Semua negara diminta untuk menyerahkan NDC yang sejalan dengan target 1.5°C, mencakup seluruh sektor ekonomi dan semua gas rumah kaca. Target globalnya adalah pengurangan emisi sebesar 60% pada 2035. Indonesia memiliki kerentanan tinggi terhadap iklim dan ketergantungan besar pada bahan bakar fosil, tapi juga ambisi besar, termasuk komitmen menuju 100% energi terbarukan.
Kepemimpinan Iklim
Sementara itu, saat ini juga banyak gangguan global yang mengalihkan perhatian dan sumber daya dari kebijakan iklim. Pendiri Foreign Policy Community of Indonesia (FPCI), Dino Patti Djalal mengatakan bahwa penarikan Amerika Serikat dari Perjanjian Paris menjadi salah satu pukulan besar.
“Dengan keluarnya AS, bisakah negara-negara kekuatan menengah seperti Indonesia naik ke panggung? Hanya ada dua cara untuk menunjukkan itu. Pertama, secara domestik menunjukkan transisi energi yang signifikan,” ungkapnya.
Dino juga menyambut baik pernyataan Presiden Prabowo Subianto, yang menyampaikan ambisi untuk mencapai 100 persen energi terbarukan dalam 10 tahun ke depan.
“Ini luar biasa karena belum pernah terjadi sebelumnya. Brazil sudah mencapai 90% listrik dari energi terbarukan. Lalu, bisakah Indonesia memimpin di panggung global menuju COP di Brazil? Saya percaya bisa, karena kepemimpinan domestik dan aktivisme internasional untuk perubahan iklim berjalan beriringan,” tambahya.

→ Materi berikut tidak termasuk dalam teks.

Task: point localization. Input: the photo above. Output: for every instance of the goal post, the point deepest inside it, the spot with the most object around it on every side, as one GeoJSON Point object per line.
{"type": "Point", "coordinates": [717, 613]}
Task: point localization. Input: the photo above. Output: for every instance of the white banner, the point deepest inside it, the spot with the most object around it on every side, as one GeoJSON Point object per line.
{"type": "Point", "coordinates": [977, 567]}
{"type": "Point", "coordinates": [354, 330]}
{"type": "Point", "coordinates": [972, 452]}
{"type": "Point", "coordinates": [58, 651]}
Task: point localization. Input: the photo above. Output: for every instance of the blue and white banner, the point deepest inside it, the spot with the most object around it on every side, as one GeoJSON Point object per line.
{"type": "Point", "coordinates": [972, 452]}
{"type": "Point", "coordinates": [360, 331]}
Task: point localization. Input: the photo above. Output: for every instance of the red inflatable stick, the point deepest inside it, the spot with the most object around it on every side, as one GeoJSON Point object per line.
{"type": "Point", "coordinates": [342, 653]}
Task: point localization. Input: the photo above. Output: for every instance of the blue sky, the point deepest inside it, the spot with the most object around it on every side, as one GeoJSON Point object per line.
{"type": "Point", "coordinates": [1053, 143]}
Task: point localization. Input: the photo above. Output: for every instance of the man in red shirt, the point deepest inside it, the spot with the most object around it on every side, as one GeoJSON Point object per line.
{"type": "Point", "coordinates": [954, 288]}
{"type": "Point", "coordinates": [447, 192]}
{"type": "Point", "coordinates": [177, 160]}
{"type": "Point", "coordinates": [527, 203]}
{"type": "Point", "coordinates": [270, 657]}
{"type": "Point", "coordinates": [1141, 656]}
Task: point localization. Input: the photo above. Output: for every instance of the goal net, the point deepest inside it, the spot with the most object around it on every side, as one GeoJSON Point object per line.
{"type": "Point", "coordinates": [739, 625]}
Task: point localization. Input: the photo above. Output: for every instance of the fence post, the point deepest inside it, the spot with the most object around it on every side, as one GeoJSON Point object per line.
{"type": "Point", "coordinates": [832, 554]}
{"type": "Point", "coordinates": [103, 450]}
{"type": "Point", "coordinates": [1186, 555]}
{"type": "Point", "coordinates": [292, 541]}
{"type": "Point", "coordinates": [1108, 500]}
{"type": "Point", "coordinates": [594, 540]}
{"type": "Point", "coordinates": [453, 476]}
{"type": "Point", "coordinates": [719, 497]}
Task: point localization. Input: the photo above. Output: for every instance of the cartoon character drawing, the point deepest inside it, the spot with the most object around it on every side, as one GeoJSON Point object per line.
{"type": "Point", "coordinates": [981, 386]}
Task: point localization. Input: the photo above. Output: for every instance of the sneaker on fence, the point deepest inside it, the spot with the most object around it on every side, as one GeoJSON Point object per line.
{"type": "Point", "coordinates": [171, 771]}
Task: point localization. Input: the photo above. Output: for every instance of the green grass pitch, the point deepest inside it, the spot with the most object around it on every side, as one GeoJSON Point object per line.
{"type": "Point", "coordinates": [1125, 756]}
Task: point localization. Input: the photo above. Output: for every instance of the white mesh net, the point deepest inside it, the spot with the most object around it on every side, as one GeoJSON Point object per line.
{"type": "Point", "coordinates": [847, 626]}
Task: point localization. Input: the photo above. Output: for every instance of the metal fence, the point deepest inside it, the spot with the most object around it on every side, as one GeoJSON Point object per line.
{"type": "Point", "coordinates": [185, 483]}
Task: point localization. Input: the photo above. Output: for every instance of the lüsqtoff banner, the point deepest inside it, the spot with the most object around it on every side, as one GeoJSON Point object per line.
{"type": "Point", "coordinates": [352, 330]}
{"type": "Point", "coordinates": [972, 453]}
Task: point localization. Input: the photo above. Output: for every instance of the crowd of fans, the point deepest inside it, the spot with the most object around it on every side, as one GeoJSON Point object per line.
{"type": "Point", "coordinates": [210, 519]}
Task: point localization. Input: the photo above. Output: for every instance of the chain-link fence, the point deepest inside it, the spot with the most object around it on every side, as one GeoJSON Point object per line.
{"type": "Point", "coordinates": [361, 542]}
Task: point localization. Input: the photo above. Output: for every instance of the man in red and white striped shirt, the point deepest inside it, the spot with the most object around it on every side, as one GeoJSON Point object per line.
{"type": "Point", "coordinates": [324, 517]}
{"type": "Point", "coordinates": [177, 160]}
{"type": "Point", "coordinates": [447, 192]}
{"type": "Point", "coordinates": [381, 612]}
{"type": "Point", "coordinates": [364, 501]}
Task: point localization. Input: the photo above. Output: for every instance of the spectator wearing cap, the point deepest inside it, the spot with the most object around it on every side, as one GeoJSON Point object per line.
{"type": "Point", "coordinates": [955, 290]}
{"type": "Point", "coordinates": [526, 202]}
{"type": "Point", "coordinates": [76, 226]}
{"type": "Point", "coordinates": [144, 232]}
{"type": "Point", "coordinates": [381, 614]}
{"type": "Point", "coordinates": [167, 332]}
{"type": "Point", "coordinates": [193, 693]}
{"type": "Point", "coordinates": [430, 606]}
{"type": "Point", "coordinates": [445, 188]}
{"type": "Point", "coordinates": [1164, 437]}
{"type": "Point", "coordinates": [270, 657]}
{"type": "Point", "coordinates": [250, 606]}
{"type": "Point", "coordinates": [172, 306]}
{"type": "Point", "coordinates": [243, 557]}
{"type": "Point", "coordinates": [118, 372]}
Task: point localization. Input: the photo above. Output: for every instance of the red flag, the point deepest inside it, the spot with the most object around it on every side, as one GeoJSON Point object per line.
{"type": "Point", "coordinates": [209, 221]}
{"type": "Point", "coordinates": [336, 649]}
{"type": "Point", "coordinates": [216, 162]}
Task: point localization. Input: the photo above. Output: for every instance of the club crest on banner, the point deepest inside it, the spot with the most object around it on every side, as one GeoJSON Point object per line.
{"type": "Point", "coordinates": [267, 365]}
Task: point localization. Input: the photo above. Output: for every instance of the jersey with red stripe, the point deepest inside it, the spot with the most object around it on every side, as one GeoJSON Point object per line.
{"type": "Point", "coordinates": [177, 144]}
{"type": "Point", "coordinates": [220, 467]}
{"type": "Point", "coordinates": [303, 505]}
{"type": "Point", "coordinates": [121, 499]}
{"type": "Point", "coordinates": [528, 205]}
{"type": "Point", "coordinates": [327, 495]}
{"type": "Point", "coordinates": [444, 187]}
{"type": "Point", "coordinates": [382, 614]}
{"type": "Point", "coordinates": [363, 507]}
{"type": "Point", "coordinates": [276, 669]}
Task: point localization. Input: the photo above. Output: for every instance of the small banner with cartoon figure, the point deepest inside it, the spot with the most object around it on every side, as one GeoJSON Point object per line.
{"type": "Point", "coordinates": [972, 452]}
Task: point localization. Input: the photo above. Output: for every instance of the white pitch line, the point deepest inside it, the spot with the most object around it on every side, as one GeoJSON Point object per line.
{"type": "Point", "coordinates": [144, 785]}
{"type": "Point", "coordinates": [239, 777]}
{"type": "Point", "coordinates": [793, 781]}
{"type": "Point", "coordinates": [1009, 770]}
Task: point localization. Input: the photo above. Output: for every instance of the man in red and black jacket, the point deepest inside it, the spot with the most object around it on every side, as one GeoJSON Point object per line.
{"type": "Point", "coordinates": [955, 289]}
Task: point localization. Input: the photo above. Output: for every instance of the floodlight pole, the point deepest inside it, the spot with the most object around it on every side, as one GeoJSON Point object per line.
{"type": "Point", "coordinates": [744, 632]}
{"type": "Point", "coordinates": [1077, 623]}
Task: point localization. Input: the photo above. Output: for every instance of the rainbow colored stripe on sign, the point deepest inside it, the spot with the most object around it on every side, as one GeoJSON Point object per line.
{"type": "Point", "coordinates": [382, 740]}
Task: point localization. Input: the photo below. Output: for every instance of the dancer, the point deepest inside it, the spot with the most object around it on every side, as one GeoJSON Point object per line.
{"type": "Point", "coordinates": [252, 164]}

Meski begitu, Dino menegaskan bahwa tantangan utama bukan hanya soal menyusun target, melainkan memastikan target tersebut benar-benar tercapai. Ia membedakan dua jenis NDC, yaitu yang disusun dengan sungguh-sungguh dan diimplementasikan, serta yang hanya tertulis di atas kertas tanpa strategi yang jelas.
Untuk itu, ia mendorong agar ambisi iklim Indonesia segera dijadikan undang-undang. Hal ini penting agar Indonesia memiliki kekuatan hukum yang mengikat dan tidak bergantung pada dinamika politik.
Langkah ini, menurutnya, sudah berlaku di beberapa negara seperti Inggris dan negara-negara Uni Eropa. Meski Amerika Serikat keluar dari Perjanjian Paris, Dino menegaskan bahwa masih ada 194 negara lain yang tetap berkomitmen menjalankan agenda iklim global.